Newsflash: he didn’t stay there, in the place where God spoke. He went on. To different lands and peoples and places. And then he came back, just passing through again. Bethel, the house of God, this place where he had heard these words—was never the place where his feet stayed for very long.
I remember shaking, and it wasn’t cold. Crying, and I couldn’t express why. My hand scribbled through words I felt I was hearing, new things I didn’t fully understand. I felt crushed by the weight of change I could feel being spoken over this season.
It was a shattering. Of all I felt I knew and loved and was called to.
I still don’t know if I got it wrong. If I misread things. My gut says I didn’t. My heart says God had to take me to this place of shattering, so that he could bring me more fully into my true identity in him that would follow him daily, not seasonally or based on a loaded word like “calling” or “vocation” or “ministry.”
What I do know is this:
The shattering was a place of identity crisis.
My identity, and by extension, my way of following Jesus, was shattered by change and circumstances. God invited me to stay in India anyway, to following him through the full extent of the shattering — which, by the way, didn’t really end when I left India, as I had expected it to — so that I could come out following him in new ways, forged by the fires of suffering through that long obedience.
I am not the same person I was when I left for India. My identity is not the same.

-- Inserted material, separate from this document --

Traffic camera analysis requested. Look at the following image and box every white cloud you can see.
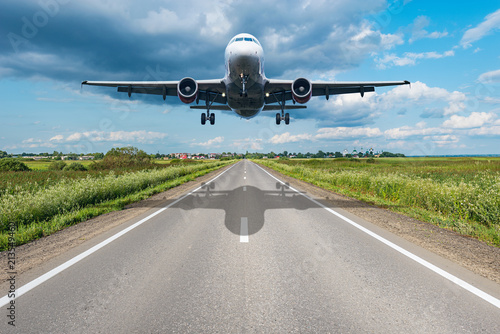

Because my identity was wrapped up in a place, in a very specific way of following Jesus that was more about salvation than sanctification, more about work than rest, more about growing wide than growing deep. The shattering forced me to unlearn that, because those ideas and ways of doing things didn’t work; they were dust at my feet.
And I’m still unlearning it.
I’m now in a secular 9 to 5, living and working and going to a church that’s not asking me to work my tail off. Instead, I’m in a church inviting me to learn more about grace and community and love. My carved out time with Jesus happens in such a sweet, secret, sacred place that looks nothing like the to-do lists and to-read lists and check-the-boxes of how good Jesus & I are today.
I don’t have a place I feel God is calling me to, nor a ministry he’s asking me to do anymore. And for awhile, it felt like I wasn’t following Jesus right, like I wasn’t doing something correctly or perfectly. But Jesus never asks us for perfect; he made us perfect by his perfection and love and sacrifice. And that’s enough. My feet are where he planted them, fully, deeply. Do I have a lot I can show you for that? Not really. He’s provided ways to love others, to walk with others, and — most importantly I think — to bring my heart to work.
I think that’s the following Jesus, the loving Jesus, my friend and I are really after. Feet where they’re put, heart wherever we go, following. Which, really, is just living with Jesus ahead of us. Of course we’ll bring our heart with us; it’s safe wherever he goes. Circumstances have screamed and still scream differently at us: “It’s not safe! Retreat! Freeze! You’ll be shattered all over again!”